"Engineers need very specific requirements." I overheard this today, thankfully not from someone at my company. But it pissed me off. This statement implies that software engineers can't think through complex and ambiguous customer problems, that they need someone to carefully prepare very specific widget designs for them to build. That they can't figure out the very specific requirements themselves, if necessary. I suppose if the requirements weren't specific enough, they might ask questions! Questions that only the customer can answer! And maybe not even them! And then maybe they would have to figure it out for themselves and iterate on an idea until the customer is satisfied! Oh no! I'm sure the person who said this was acting in good faith, but siloing engineers off and only feeding them "requirements" robs them of the opportunity to understand and solve the real problems and have real impact. It also wastes time with unnecessary feedback loops. Worst of all, it holds them back from growing into more product and business-oriented directions, which can have a negative impact: on their careers. The next time someone tells you that engineers need very specific requirements, don't argue. Just ask to invite the engineers to the next meeting to discuss the requirements with them directly. Bring them into the process. If you get pushback, go to the engineers directly. The best software engineers I know would appreciate it.
And yet the majority of interview processes favor those who do but not think - those who don’t question the purpose of a hole but how deep should it be. God forbid you even question the existence of a hole.
Oook, but you've surely met software engineers that sigh, fidget, and roll their eyes in meetings and say "Just let me know when you've got a spec for me to code". It can't be just me.
Thing is - in my opinion - exactly this type of engineer will be replaced by AI sooner or later. I had those people in the past and it's annoying to have such ones for whom you have to prepare everything so precisely that I could have done it almost myself. What's the problem with - for instance - starting with an incomplete design or a mock and come to those details later. What's the problem to communicate with product managers or designers later when things turn out to be unclear? Sorry - if you just want to code then, I think, you won't remain in a couple of years..
We should change the language to gathering “Problems” instead of “Requirements”.
The best part of my job is debating ambiguous requirements with the software team and finding out all the ways in which something could break and coming up with solutions. Creativity and engineering can and should coexist.
What that does, is move a big chunk of what a developer might successfully do themselves, into the management layer, in advance of the work. Unfortunately, in a structured org, the maximum speed, scope, and complexity of work are primarily constrained by the flow through the bottleneck. So now your highly paid "big thoughts" staff are moving at a crawl, because they are doing technical work for many developers - work for which they have neither the bandwidth, nor the contextual awareness, to do well. It's like routing your whole network through one CPU - except with people. Engineers need very specific requirements *sometimes*. There are certain projects where highly technical requirements come from an external tool or policy. But when this level of control is not needed, and there are more unknowns, just let the dev use their brain. I mean, why rent their brain and not use it?! But this requires being able to clearly describe what you are trying to accomplish and why *without* those specific requirements, leaving room for the dev to solve. And frankly, that's harder to do, harder to measure, and less showy. It requires both discipline and trust. So... managers don't do it.

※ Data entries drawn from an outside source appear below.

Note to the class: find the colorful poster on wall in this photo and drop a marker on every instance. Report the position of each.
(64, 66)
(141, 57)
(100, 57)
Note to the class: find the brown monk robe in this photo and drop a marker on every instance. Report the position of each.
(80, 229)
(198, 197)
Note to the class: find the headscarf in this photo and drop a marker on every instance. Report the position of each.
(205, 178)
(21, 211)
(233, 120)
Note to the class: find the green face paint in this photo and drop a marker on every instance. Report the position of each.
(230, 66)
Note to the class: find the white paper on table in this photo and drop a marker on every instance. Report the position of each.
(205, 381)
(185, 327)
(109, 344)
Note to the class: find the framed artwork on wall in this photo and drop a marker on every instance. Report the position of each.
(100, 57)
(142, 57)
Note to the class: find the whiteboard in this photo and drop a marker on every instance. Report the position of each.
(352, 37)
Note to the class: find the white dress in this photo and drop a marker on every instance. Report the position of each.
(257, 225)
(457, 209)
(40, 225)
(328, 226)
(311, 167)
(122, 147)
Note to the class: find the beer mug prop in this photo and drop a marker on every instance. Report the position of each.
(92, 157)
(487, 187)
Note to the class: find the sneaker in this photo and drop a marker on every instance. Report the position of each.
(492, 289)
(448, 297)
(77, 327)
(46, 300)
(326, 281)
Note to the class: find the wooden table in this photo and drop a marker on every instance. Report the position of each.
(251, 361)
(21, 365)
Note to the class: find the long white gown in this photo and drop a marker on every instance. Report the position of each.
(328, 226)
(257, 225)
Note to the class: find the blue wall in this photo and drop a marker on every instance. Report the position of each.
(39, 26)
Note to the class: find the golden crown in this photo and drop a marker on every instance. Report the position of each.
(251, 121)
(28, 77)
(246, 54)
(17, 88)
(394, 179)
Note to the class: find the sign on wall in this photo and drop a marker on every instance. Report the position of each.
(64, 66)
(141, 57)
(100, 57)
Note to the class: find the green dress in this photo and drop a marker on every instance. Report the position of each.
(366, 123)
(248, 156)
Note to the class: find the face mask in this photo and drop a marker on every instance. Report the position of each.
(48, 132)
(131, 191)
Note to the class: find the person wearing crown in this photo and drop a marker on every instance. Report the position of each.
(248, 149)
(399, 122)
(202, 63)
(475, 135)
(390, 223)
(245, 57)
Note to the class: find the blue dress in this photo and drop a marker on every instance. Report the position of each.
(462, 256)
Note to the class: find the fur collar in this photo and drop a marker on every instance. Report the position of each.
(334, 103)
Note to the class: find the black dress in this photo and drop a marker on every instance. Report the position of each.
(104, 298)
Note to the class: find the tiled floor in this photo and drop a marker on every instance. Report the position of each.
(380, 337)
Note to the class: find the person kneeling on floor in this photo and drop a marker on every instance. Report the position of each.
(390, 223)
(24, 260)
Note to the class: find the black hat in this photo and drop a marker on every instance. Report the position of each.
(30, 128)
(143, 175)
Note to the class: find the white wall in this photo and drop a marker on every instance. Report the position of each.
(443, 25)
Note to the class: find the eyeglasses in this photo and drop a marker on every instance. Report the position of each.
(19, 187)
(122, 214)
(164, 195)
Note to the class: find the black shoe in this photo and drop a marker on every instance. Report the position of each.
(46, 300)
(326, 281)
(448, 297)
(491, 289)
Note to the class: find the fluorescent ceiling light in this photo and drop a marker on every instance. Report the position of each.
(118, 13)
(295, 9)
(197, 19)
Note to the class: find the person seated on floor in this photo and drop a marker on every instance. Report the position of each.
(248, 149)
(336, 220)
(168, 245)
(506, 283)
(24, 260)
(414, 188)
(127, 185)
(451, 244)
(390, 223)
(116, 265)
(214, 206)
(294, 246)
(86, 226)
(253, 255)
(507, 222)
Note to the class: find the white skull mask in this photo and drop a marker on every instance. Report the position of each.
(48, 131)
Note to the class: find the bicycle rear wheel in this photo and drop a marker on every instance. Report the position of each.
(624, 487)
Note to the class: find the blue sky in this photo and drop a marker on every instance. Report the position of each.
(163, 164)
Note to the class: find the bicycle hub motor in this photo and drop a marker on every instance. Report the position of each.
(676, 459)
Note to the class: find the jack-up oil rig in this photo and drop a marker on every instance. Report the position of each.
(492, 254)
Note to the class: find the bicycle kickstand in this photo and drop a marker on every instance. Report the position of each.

The problem with requirements, particularly specific requirements, is that they assume that the cost/benefit analysis has already been conducted correctly, but with software the true costs and benefits rarely reveal themselves up front, they ooze out as the code takes form. But the blame lies on both sides, look at all the development teams insisting on using ‘scrum’: having all features broken down into bite size stories that must be fully specified and specced before development, then refusing to commit to delivering anything more than 2 weeks in advance. Responsibility and decisions must sit together, if a development team refuses to estimate and plan features from high level descriptions then they lose the right to implement those features from those descriptions, whoever is taking that responsibility to break it down, plan it and commit to delivering is the one that gets to determine the specifics.
more often this becomes a bandwidth issue and interests for the team where software engineers spend time to solve problems and not identify one. On another note it makes sense to include your senior engineers who have considerable experience building such products for customers in those customer discussions to gain trust for the customers as well as have the product manager gain considerable insights with those interactions.
this statement implies that software engineers are accumulating management, lead and product roles without being payd for it :) it also pissed me off when i hear something like: "this engineer must have an eye on the product" - so why do we have product, management and lead teams? I believe this is a strong skill that must be developed by those who want to be on leading roles, its a must have, nothing wrong with it - but its not a software development skill, is a management skill, put this on the "engineer requirement" its the same that bricklayers need to validate the engineer's and architect's work, or that engineers must construct the building themselves.